Нет, первопричина – не горшок с щеголеватым голубым цветком на кухне из его детских воспоминаний. Не домашний многолетний листопадный полукустарник с удлиненными ярко-зелеными, зубчатыми по краям листьями и крупными шапками цветов, за которым тщательно ухаживала его мама: ”Гидрангея крупнолистная, сынок. Красота какая! Загляденье!" – восхищалась она. И добавляла заботливо: “Смотри, мой мальчик, издалека любуйся, но пробовать не смей, слышишь? Ты же все в рот тянешь, на вкус пробуешь, знаю! Заруби себе на носу, детка, что части этого растения содержат цианогенные гликозиды. Очень, очень опасные вещества! Ядовитые!”.

Мама была права: он действительно все пробовал на вкус, только так до конца понимал что к чему. С раннего детства все тащил в рот, да и потом, повзрослев, – уже по привычке. Любопытствовал: вкусно или не вкусно? Так и остался дегустатором по жизни: гурман, знаток виски и ценитель женщин, – всем трем вещам придавал особое значение. Эдакий жуир, пробующий жизнь на вкус. Вот и голубую мамину гортензию он, конечно же, тогда, в своем утопающем в любви детстве, тоже попробовал: "Тьфу, гадость несусветная! Беее…", – сморщился от горечи и выплюнул лепесточек.

Мать обожала свою комнатную гортензию, в которой было идеальное сочетание густой зелени и пушистых соцветий: “Ну-ка, ну-ка поглядите, какая красавица нарядная на нашем окне обитает!”, – хвасталась хозяйка каждому, приходящему в их дом. Носилась с цветком, как с писаной торбой: поливала талой водой, подкармливала какими-то удобрениями, ежедневно опрыскивала, ежегодно пересаживала, дважды в год – обрезала слабые побеги. Восхищенно цокала языком: "Надо же, какой невероятный цветок! Его шарообразные соцветия при правильном уходе легко достигают в поперечнике 30-35 сантиметров!".

Его мама, так много знавшая про растения (кандидат биологических наук все-таки), с увлечением рассказывала про правильную кислотность почвы и про специальные подкормки, содержащие простые квасцы, благодаря которым можно сохранить роскошный голубой окрас цветов. Про то, что в народе это растение называют “семикорень”, поскольку корень у гортензии покрыт семью разноцветными слоями. Про то, что небесный оттенок гортензии – это специальный сорт Nikko Blue, капризный цветок, но разве не все красивое – капризно? Он слушал маму и думал лишь: не все красивое – вкусно, это он теперь точно знает. Пробовал.

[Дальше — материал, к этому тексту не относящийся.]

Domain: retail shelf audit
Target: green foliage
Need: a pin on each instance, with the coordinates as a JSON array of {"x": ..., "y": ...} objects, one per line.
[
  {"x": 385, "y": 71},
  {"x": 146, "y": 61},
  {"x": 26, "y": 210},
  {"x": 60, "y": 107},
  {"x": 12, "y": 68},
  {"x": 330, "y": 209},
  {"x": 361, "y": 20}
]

Но назвал он кошку все-таки не поэтому. Первопричина и следствие были в ином. Не в мамином керамическом кашпо, в котором разрасталась капризная гортензия с пушистыми соцветиями, похожими на детские голубые шапкочки. Дело совсем в другом: в том, что его память не достанет из залежей прошлого. Слишком второстепенно, чтобы вспомнить. Слишком далеко, чтобы дотянуться.

Гортензия – странное имя из туманной молдости. Нет, не имя первой незабываемой любви. И даже не одной из тех, о которой помнится всю жизнь с легкой тоской и щемящей нежностью. Просто был у него лет в двадцать пять роман с весьма юной особой. Совсем еще девчонка, цыпленок желторотый: нескладная, стеснительная и… солоноватая на вкус. Слегка солененькая, как легкий привкус моря на губах.

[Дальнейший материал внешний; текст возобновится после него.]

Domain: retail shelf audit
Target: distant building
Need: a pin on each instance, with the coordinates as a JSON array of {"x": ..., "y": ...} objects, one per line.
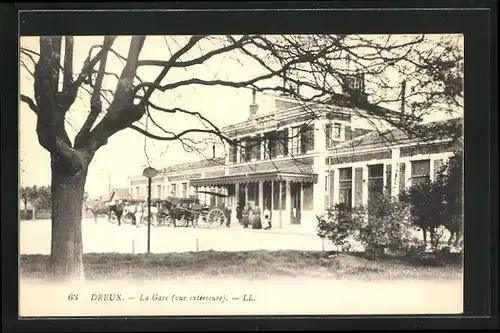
[
  {"x": 120, "y": 194},
  {"x": 297, "y": 161}
]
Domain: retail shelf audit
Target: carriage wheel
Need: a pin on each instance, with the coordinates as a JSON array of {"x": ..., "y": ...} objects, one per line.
[{"x": 216, "y": 217}]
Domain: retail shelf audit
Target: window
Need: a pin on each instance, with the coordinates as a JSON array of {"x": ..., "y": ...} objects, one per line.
[
  {"x": 333, "y": 133},
  {"x": 253, "y": 149},
  {"x": 244, "y": 151},
  {"x": 272, "y": 149},
  {"x": 295, "y": 142},
  {"x": 276, "y": 193},
  {"x": 308, "y": 190},
  {"x": 184, "y": 190},
  {"x": 233, "y": 156},
  {"x": 306, "y": 138},
  {"x": 420, "y": 171},
  {"x": 345, "y": 186}
]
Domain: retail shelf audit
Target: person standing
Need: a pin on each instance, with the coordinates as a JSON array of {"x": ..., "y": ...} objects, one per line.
[{"x": 256, "y": 220}]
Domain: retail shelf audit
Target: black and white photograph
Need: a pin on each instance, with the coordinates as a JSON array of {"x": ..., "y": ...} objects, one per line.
[{"x": 250, "y": 174}]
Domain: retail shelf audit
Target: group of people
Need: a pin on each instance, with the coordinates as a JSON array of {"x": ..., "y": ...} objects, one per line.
[{"x": 247, "y": 216}]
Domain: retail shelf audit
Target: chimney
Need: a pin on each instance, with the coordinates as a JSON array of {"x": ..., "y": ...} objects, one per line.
[{"x": 253, "y": 107}]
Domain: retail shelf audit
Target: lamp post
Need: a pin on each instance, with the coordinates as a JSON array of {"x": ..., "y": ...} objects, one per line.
[{"x": 149, "y": 173}]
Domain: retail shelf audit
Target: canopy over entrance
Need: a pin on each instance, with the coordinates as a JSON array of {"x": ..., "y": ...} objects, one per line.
[{"x": 255, "y": 177}]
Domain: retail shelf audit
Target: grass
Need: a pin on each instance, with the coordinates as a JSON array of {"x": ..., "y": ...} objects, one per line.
[{"x": 250, "y": 265}]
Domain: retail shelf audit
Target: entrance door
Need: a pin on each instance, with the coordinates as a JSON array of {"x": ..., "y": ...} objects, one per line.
[
  {"x": 296, "y": 196},
  {"x": 242, "y": 196}
]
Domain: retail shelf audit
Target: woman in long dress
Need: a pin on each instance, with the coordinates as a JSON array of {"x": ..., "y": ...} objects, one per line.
[{"x": 256, "y": 219}]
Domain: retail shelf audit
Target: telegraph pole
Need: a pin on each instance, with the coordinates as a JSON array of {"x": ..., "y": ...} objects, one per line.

Когда он с ней познакомился, у деда на летних каникулах, она была еще ребенком: ему было скучно, а она его, тогда еще беспечного студента, заинтересовала своей беспомощной дерзостью. Огрызалась и задиралась яростно, а в глазах – пустота и затаенная боль. И имя у девицы было какое-то странное, несовременное… как же, как же? … ммм… да и ладно – к чему вспоминать неважное?

Он с ней, кажется, даже и не попрощался тем летом. Уехал по английски, без ерунды из фальшивых слов. Уехал в свою привычную жизнь, благополучно вычеркнув девочку из памяти, пока случайно – (спустя несколько довольно бурных и богатых на мимолетные романчики лет) – не столкнулся с ней на улице. Вспомнил он ее, правда, с трудом, смутно, однако не прошел мимо. Она, одинокая и плывущая по течению сама не понимая в какую сторону, схватилась за него, как за спасательный круг. Думала, что теперь, с ним не утонет. Но ошиблась, конечно: рядом с ним рано или поздно тонули все.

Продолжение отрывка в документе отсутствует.